Tuesday, March 16, 2010

Skyscraper (1996)

Directed by Raymond Martino
Starring Anna Nicole Smith and her ridiculous breasts
Rated R
USA

"Well, excuse me for still believing in Sunday walks in the park and little babies!"

An out-of-shape and constantly befuddled Anna Nicole Smith "stars" as helicopter pilot Carrie Wisk. Carrie's got a pretty plum gig - shuttling millionaires from one rooftop to another in Los Angeles or wherever they are - as well as a swank penthouse apartment, a sex-crazy cop husband, Gordy (TV dude Richard Steinmetz), and a propensity for child-like whining. All of these elements will collide in one fateful afternoon, when Carrie finds herself caught in the middle of a terrorist plot to...assemble several pieces of a briefcase together. Said assembled briefcase will then blow up the planet. I think that's what's supposed to happen. It was difficult to pay much attention.

First, though, Carrie has to go home, mid-morning, to take a shower. And that's what she does. Now, I think everyone - including the director - was expecting the Guess Jeans girl to show up on set.
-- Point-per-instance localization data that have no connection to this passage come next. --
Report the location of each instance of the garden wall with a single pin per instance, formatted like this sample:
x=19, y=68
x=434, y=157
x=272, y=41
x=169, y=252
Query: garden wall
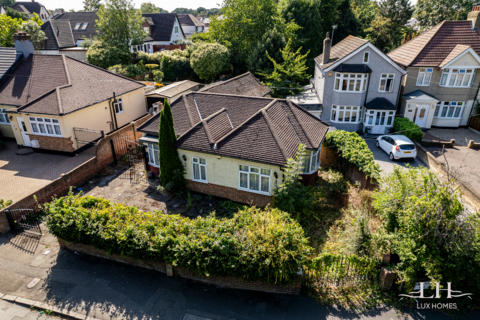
x=329, y=157
x=225, y=282
x=79, y=175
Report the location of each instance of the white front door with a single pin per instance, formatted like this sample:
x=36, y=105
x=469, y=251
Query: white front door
x=421, y=115
x=23, y=129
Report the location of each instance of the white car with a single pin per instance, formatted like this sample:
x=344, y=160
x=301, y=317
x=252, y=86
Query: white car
x=397, y=146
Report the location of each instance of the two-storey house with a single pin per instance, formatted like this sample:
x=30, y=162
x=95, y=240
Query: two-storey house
x=442, y=82
x=357, y=85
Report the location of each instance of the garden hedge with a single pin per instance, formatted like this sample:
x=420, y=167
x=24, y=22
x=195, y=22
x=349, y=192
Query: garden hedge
x=256, y=244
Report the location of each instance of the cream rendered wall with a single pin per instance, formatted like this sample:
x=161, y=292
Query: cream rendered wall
x=225, y=171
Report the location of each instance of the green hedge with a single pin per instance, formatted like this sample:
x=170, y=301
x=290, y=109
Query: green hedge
x=354, y=150
x=257, y=245
x=407, y=128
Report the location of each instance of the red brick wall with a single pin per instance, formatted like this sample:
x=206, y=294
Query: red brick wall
x=54, y=143
x=229, y=193
x=226, y=282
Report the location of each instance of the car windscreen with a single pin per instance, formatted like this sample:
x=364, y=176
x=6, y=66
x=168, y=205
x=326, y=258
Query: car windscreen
x=407, y=147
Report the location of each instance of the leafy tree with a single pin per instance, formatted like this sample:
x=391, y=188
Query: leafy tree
x=209, y=60
x=91, y=5
x=291, y=73
x=8, y=26
x=103, y=55
x=292, y=196
x=120, y=24
x=35, y=32
x=171, y=168
x=399, y=11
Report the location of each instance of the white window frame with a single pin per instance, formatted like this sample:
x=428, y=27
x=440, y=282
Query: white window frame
x=341, y=77
x=453, y=74
x=260, y=174
x=4, y=117
x=366, y=54
x=444, y=108
x=384, y=78
x=422, y=77
x=37, y=123
x=196, y=161
x=152, y=156
x=118, y=106
x=338, y=111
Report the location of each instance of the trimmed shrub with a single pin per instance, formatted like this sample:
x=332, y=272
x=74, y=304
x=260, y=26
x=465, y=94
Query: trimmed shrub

But the Guess jeans girl was long-gone by 1996, replaced with a dazed, overweight simpleton halfway to oblivion. When she was thin and functional, Anna Nicole's boobs were already oversized, but by '96, her silicone-swollen teats were just humongous. They do not look like movie star tits. They don't even look like Playboy tits. They look like bottom-shelf gonzo porn tits. It is alarming to see porn boobs in a non-porn movie. It makes you feel like you should be watching it in the basement.

So anyway, she takes a long, lingering shower, so that you have ample time to ogle her ample breasts. And then Gordo slips in there with her, and then they continue their gross love-making in the bedroom. As soon as they're finished, Carrie starts whining about wanting a baby, and Gordon makes a hasty exit. You would, too.
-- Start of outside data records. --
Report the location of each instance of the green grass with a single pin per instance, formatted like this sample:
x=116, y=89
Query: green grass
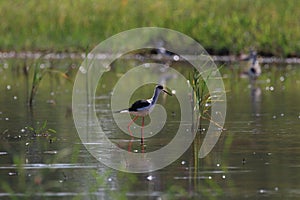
x=221, y=26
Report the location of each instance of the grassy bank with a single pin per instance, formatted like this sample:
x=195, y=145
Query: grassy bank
x=221, y=26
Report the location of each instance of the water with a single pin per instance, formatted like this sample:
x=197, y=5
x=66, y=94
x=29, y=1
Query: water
x=256, y=157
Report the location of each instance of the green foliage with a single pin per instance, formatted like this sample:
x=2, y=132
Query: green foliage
x=221, y=26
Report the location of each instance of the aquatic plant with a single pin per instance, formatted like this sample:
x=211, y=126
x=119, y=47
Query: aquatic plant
x=41, y=130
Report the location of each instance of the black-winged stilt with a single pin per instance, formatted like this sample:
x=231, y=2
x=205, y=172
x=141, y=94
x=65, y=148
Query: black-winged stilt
x=141, y=108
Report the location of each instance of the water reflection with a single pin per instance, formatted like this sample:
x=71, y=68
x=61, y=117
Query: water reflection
x=242, y=164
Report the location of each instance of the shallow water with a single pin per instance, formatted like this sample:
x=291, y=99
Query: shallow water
x=256, y=157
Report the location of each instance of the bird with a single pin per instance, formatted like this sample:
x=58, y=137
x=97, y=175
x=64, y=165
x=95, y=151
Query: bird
x=142, y=108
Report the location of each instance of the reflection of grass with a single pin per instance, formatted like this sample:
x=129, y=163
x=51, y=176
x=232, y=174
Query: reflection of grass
x=74, y=25
x=40, y=70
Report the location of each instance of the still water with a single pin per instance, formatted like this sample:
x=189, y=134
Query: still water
x=42, y=156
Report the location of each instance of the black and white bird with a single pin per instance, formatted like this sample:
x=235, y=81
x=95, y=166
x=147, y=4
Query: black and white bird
x=142, y=108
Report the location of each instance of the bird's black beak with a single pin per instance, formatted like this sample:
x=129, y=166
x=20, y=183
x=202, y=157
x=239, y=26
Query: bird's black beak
x=168, y=92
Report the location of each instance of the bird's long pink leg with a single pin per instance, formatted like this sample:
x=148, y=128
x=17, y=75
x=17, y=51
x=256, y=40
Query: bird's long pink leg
x=142, y=132
x=128, y=126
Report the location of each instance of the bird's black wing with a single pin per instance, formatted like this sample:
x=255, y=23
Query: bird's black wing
x=138, y=104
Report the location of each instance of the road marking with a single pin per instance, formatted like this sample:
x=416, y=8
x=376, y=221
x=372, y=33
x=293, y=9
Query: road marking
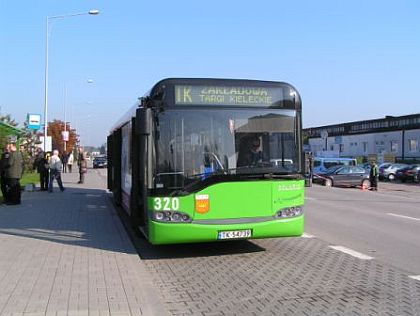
x=305, y=235
x=403, y=216
x=415, y=277
x=351, y=252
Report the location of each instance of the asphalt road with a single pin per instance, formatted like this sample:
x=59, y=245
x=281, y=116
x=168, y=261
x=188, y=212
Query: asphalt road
x=384, y=225
x=362, y=259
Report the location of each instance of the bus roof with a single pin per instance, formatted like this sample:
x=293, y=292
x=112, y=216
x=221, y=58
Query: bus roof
x=217, y=89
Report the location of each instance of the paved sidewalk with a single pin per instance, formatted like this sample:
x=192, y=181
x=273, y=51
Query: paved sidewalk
x=67, y=253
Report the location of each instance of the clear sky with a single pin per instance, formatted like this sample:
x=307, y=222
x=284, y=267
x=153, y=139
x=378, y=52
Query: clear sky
x=350, y=60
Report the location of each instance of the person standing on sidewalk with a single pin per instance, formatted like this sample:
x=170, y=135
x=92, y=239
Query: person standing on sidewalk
x=41, y=165
x=373, y=176
x=70, y=161
x=82, y=161
x=14, y=170
x=55, y=171
x=64, y=159
x=3, y=180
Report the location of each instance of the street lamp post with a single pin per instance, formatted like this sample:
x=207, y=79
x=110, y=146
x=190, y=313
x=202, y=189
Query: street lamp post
x=48, y=18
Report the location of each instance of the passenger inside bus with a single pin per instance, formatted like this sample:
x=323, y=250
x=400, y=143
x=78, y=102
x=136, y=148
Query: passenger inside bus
x=250, y=153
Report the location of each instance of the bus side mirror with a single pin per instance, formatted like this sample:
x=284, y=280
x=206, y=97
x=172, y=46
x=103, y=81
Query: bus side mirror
x=144, y=121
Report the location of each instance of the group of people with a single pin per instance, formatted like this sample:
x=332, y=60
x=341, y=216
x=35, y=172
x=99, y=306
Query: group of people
x=50, y=167
x=11, y=170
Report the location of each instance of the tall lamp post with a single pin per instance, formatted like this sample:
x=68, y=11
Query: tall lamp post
x=48, y=18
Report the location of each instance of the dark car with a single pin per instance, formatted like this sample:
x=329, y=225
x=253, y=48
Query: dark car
x=100, y=162
x=407, y=173
x=344, y=176
x=388, y=171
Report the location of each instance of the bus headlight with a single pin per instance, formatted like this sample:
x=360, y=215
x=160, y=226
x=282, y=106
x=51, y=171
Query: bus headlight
x=292, y=211
x=172, y=217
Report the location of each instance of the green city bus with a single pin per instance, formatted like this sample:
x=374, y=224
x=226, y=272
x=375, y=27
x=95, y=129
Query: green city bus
x=199, y=160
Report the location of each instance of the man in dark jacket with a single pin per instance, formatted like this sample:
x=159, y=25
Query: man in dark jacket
x=41, y=166
x=3, y=180
x=81, y=160
x=14, y=170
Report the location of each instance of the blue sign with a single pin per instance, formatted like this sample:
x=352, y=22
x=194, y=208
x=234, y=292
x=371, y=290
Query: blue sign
x=34, y=121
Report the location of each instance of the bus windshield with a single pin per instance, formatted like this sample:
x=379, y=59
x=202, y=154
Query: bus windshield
x=197, y=143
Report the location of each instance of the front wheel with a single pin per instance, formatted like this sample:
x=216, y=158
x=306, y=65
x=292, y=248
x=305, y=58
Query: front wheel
x=328, y=183
x=365, y=184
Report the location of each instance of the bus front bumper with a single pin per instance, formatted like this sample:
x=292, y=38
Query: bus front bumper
x=173, y=233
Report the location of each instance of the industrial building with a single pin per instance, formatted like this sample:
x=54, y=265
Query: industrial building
x=392, y=136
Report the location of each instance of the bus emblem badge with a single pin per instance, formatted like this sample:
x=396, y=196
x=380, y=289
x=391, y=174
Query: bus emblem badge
x=202, y=203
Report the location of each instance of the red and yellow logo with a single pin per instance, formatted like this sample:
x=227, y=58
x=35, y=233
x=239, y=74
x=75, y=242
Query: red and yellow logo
x=202, y=203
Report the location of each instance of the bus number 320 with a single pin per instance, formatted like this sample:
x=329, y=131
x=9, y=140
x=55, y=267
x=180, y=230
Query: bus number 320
x=166, y=204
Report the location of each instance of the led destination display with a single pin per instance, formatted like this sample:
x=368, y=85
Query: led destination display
x=226, y=95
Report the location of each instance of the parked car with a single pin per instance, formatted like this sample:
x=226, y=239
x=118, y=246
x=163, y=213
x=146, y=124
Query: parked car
x=100, y=162
x=388, y=171
x=408, y=173
x=321, y=164
x=343, y=176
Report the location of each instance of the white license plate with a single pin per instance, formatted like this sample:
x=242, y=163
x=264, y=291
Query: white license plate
x=234, y=234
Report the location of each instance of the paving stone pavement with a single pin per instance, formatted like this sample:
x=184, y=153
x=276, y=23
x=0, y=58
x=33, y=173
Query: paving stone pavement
x=290, y=276
x=67, y=253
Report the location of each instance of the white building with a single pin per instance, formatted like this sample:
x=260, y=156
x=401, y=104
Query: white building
x=397, y=136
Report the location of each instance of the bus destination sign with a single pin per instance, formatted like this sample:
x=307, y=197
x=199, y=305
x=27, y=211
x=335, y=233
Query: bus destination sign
x=227, y=95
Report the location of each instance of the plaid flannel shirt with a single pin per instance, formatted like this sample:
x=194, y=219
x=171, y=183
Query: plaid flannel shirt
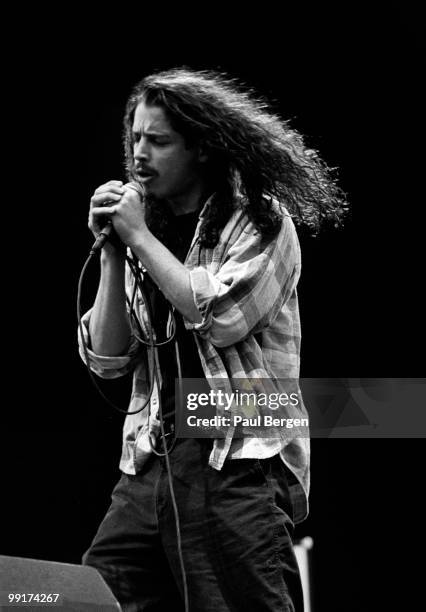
x=245, y=290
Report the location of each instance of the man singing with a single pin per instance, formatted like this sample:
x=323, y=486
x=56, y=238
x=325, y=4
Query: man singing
x=215, y=181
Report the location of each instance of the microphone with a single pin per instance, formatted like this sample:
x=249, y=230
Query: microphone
x=102, y=237
x=105, y=232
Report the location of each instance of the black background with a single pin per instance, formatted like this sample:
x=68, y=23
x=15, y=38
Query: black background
x=351, y=83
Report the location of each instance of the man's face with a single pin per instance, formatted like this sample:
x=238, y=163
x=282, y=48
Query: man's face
x=166, y=167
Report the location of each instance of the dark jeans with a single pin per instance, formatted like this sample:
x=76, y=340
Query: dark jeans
x=236, y=528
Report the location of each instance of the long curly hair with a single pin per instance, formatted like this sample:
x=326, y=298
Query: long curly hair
x=251, y=151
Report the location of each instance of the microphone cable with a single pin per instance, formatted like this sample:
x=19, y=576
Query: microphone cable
x=153, y=373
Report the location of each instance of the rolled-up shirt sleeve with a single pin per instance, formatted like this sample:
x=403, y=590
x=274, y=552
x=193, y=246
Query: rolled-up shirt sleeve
x=106, y=366
x=251, y=286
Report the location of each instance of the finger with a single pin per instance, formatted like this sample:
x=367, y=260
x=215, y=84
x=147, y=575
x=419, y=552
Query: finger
x=108, y=211
x=101, y=199
x=135, y=187
x=109, y=188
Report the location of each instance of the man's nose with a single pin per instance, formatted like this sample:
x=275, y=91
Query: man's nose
x=141, y=149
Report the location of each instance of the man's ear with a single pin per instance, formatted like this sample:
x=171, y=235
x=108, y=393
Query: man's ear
x=202, y=153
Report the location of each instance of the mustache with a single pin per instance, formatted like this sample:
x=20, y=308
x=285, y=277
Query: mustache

Long story short, some terrorists take over a building to put the briefcase together. It's a motley assortment of vaguely foreign dudes - a black guy with a British accent who spouts Shakespeare, a long-haired Frenchman, a long-haired Fabio type guy with tits nearly as big as Anna's, some South Africans, and a German chick who, for whatever reason, happens to be cross-eyed.

Together they seal off all the exits, grab a bunch of hostages, and randomly shoot at things for the next hour or so. It's up to Anna Nicole and a Don Knotts-like security guard to thwart them.

And that's pretty much it. Oh, and mid-film, there's a flashback barnyard sex scene which allows the viewer more Anna Nicole tit-time and also looks suspiciously like an out-take from one her Penthouse videos.

Also, Anna gets raped by one of the dudes, at one point, but then she throws him out the window. In fact, several people get thrown out of the window. There are also a few massive explosions, and a scene where Anna Nicole repels down the side of the building on a cable. The stuntwoman who actually does the rope-work is about 75 pounds lighter than the woman she's doubling for.

Stuff like that goes on throughout the film - you get the feeling that everyone in the cast and crew is working doubly-hard to make up for the fact that the star of the film can't act and is too sluggish to perform anything remotely physical. It's the cinematic equivalent of pitching underhand for the slow kid in Little League.

Promoted as "Die Hard meets Barb Wire", Skyscaper might be one of the most ill-starred films of all time. Without Anna Nicole's bull-in-a-China-shop performance, it would have been merely lousy: a muddy, weirdly cast, flimsily plotted bit of basic-cable weekend fodder. But throw in the palpable ick factor of the doomed, dumbstruck, spaced-out starlet up front, and you've got one seriously queasy cinematic experience. It's not often that you can actually smell the flop sweat radiating off a film, but this one reeks of it.

Brainless and charmless - even for a 90's C-level action flick - Skyscaper probably would have slithered quietly into oblivion were it not for Nicole Smith's reality show notoriety just a few years later. Morbid curiosity will keep it afloat in perpetuity, but trash-flick fans beware: this is bad-bad, not awesome-bad.